How to inspire long-term thinking

By Robert D. Atkinson | CNN

I like to tell business students and working professionals that effective leadership isn’t getting 100% done and getting out of the office. Effective leadership demands focused attention to the big picture and delivering results that can impact both employees and stakeholders.

When I visited the UPS network recently, I found huge strides being made in areas where efficiency and productivity were an issue. These included staff training and reducing mail using technology such as automated sorting equipment, that delivers no overnight parcels.

I was moved to great emotional satisfaction by a UPS colleague who said if the company were to stop investing in technology today, it would just be “making a funeral pyre,” and their cost would rise faster than in 30 years. But to inspire true long-term thinking, he noted that more investment now would ultimately result in more productivity tomorrow. He was right. The most successful leaders I have ever worked with make it their job to focus their people on the bigger picture. They know how to set the right agenda, create the culture that gets people to work hard and rewarded when it’s time to work hard, and encourage and reward all those leaders in the middle who keep everyone motivated and out of trouble.

In many ways, today’s business leaders are like Gen. George S. Patton — at 100 years of age. Patton had no pity or worry that his choices might reduce morale. He simply believed his troops were all mighty powerful and he could dominate the rest of the world.

His philosophy proved to be quite effective in World War II. He shaped a military doctrine called D-Day (the June 6, 1944, “D-Day” amphibious landing on French shores), which served as a playbook for subsequent U.S. landings. He applied it to drive the Nazis from France and Italy. He built World War II by motivating the troops. In World War II, he used his absence to see and defeat the enemy. In today’s context, he’s certainly not too busy — in fact, he had several objectives in his toolkit at work.

While people may be more compassionate with today’s paratroopers, however, working effectively is a discipline and leadership style on par with being behind the wheel of a self-propelled vehicle, except you’re all on board, and sometimes you’re helping haul cargo.

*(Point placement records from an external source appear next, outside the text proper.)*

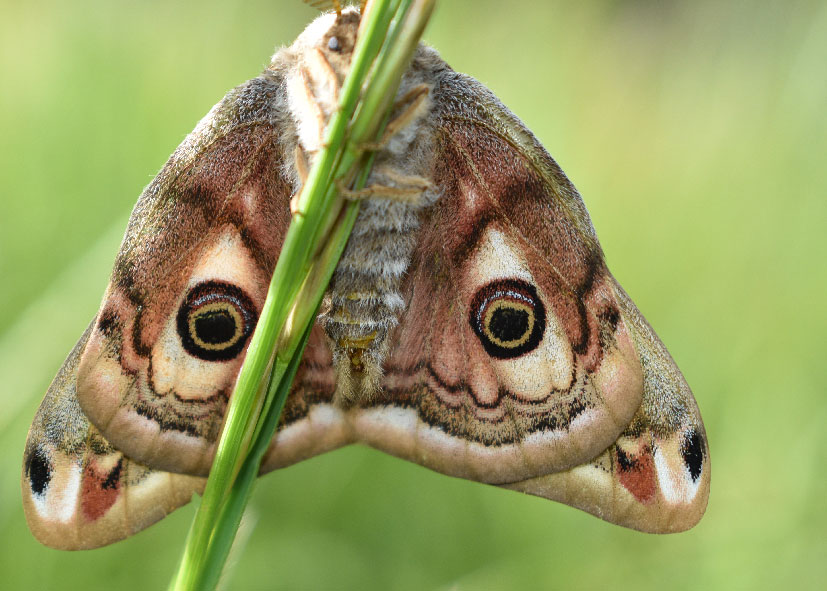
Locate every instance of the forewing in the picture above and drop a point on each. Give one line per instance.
(188, 285)
(78, 491)
(655, 477)
(512, 359)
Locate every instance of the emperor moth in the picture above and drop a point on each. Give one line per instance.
(471, 326)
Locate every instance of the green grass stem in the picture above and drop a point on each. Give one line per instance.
(315, 240)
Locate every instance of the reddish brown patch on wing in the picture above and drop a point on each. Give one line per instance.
(637, 473)
(100, 490)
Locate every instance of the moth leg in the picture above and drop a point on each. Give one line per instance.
(410, 105)
(303, 171)
(302, 166)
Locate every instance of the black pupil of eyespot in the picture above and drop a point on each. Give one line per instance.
(508, 324)
(215, 327)
(39, 471)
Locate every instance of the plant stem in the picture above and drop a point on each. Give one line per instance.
(315, 240)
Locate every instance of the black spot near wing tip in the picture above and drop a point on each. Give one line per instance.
(692, 451)
(39, 471)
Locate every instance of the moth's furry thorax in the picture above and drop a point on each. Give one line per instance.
(364, 301)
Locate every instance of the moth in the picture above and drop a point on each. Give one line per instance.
(471, 326)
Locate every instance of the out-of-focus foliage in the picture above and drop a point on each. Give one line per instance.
(695, 131)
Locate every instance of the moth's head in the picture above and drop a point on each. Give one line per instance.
(334, 36)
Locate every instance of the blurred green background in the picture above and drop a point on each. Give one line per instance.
(696, 132)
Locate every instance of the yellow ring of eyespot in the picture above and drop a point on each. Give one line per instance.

Like any tool, powerful leadership gives you the opportunity to drive change.

Although as a small business owner I have little control over many of the forces that drive change, I still feel the need to learn from CEOs’ success stories. CEOs are always writing down ideas and policy revisions as they go. Unfortunately, many of those ideas never find their way to their executive teams.

I know my ownership of the business is temporary. When I am done here, my people will be as well.

But in preparing my exit, my team should know that my replacement will be using the corporate playbook; he or she will be setting a similar agenda. That way, the new team will understand what I was trying to accomplish — how I overcame different conditions, and my methods are still the right ones for them today.

On World AIDS Day last year, I donated the proceeds from my wife’s 2008 wedding dress to the global fight against AIDS. Since 1978, more than 38 million lives have been saved from the devastating AIDS epidemic. I hope that same spirit of generous philanthropy endures as I drive change into the future.